Decided to just plow through the next Summary so that I was finally caught up.

I am not expecting the candidates for taking of the Summaries to write stuff for this one (although I wouldn't mind it =). The idea of having them work together to write the Summaries has been proposed, but this is going out before I have heard back.

Depending on the number of people who send in edits, this could go out the same time as the 2005-02-01 Summary or I might wait until Monday night so people who only check mail on weekdays have a chance to look at this.

-------------------------------------

=====================
Summary Announcements
=====================

------------------------
Status of the candidates
------------------------
XXX

-----------
PyCon Looms
-----------
PyCon_ is coming!  Be there or be a Java or Perl coder!

.. _PyCon: http://www.pycon.org/


========= Summaries =========

-------------
PEP movements
-------------
`PEP 309`_ is now final since the 'functional' module has now been checked into Python.


.. _PEP 309: http://www.python.org/peps/pep-0309.html

Contributing threads:
  - `PEP 309 enhancements <>`__
  - `PEP 309 <>`__

------------------------------------------------------
Indices for slices other objects with __int__ not okay
------------------------------------------------------
Travis Oliphant asked if it would be possible to patch slicing so that any object that defines __int__ could be used.


Guido didn't like this idea, though. Float, for instance, has __int__ defined. Guido admitted he "unfortunately copied a design mistake from C here". He said he might add a __trunc__ magic method in Python 3000 for objects that really can't be viewed as an int but are willing to have data loss to give one.

Contributing threads:
  - `Fixing _PyEval_SliceIndex so that integer-like objects can be used <>`__
  - `Fix _PyEval_SliceIndex (Take two) <>`__


--------------------------------------------
Why can't ``class C(): pass`` be acceptable?
--------------------------------------------
No reason. =) So as of Python 2.5 it is acceptable to have empty parentheses for class definitions. It does create a classic class and not a new-style one.


Contributing threads:
  - `Requesting that a class be a new-style class <>`__


----------------------------------
What basestring is truly meant for
----------------------------------
What is basestring for? According to Guido it is purely for unicode and str to inherit from to help with checks in code where either type is acceptable. It is *not* meant to be used as a base class for any other classes.


Contributing threads:
  - `UserString <>`__

------------------------------------------------------
Quickly opening an SF bug/patch in Firefox/Thunderbird
------------------------------------------------------
Martin v. LÃwis posted a way to use the DictionarySearch_ plug-in for Mozilla to launch a browser with the highlighted patch/bug #. See the email for the thread on how to get it to work.


.. _DictionarySearch: http://dictionarysearch.mozdev.org/download.php/http://downloads.mozdev.org/dictionarysearch/dictionarysearch_0.8.xpi

Contributing threads:
  - `Quick access to Python bug reports in Thunderbird <>`__


--------------------------------
Optimizing ``x in [1, 2, 3]``
--------------------------------
Raymond Hettinger has been trying to teach the peepholer some new tricks to optimize ``x in [1, 2, 3]`` and the like into a faster operation.
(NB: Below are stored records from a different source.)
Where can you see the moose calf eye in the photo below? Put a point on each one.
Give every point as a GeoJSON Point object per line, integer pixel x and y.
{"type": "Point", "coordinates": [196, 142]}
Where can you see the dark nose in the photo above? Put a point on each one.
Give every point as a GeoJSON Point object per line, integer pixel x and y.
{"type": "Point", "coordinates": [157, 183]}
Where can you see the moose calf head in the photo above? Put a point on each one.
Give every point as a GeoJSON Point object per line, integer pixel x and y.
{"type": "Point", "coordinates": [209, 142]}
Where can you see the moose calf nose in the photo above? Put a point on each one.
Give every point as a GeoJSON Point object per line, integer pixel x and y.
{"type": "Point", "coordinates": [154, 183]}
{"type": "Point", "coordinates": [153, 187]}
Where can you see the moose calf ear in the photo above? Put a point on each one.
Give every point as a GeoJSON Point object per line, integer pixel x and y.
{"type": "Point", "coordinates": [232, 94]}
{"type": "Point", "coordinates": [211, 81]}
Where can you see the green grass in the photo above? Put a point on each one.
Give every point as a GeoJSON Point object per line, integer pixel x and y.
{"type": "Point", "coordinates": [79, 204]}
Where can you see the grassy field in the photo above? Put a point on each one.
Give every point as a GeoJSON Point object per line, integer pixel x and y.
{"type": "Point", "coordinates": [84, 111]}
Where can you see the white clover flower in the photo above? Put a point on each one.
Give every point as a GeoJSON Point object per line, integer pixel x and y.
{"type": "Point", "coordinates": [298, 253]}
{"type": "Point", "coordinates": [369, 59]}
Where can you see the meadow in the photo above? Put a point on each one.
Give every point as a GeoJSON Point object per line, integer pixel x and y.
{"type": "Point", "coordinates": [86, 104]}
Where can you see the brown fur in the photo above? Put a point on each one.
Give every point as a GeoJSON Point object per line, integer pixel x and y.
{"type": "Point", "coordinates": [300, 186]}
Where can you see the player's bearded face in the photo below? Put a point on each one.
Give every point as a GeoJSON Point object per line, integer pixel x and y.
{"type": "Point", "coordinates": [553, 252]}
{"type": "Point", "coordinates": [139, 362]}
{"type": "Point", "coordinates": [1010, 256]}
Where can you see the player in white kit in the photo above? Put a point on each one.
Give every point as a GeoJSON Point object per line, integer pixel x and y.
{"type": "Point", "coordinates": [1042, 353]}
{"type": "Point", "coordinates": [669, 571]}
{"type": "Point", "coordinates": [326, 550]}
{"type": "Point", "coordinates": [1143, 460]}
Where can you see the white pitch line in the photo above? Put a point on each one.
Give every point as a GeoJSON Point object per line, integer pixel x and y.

Initially he got it to change the list to a tuple. He then tried turning the list into a frozenset, but that had the unforeseen issue of breaking semantics since it then required the object being checked for to be hashable.


So Raymond suggested introducing a SearchSet that tried the comparison as a frozenset first, and upon failure of hashing, to old way of just looking at each item in the list.

But this seemed like overkill since most lists would be small; probably usually under 4 items. But Fredrik Lundh suggested expanding it to ``x == 1 or x == 2 or x == 3``. This seemed like a performance boost when the items of the list were lists since the COMPARE_OP opcode special-cases comparing ints. But for other instances it probably isn't worth it unless more special-casing is done in the opcodes.

Contributing threads:
  - `Prospective Peephole Transformation <>`__

------------------
A DupStore opcode?
------------------
Raymond Hettinger suggested a new opcode called DupStore that would replace load;store opcode pairs. Guido questioned if this was leading down a road of adding too much extra code for little benefit.


Off this a discussion about speeding up frame allocation, an area viewed as needing some optimization, started up.

Contributing threads:
  - `Store x Load x --> DupStore <>`__



===============
Skipped Threads
===============
+ pymalloc on 2.1.3
+ Exceptions *must*? be old-style classes?
+ subclassing PyCFunction_Type
+ Windows Low Fragementation Heap yields speedup of ~15%
+ string find(substring) vs. substring in string
+ [ python-Bugs-1124637 ] test_subprocess is far too slow (fwd)
+ Five review rule on the /dev/ page?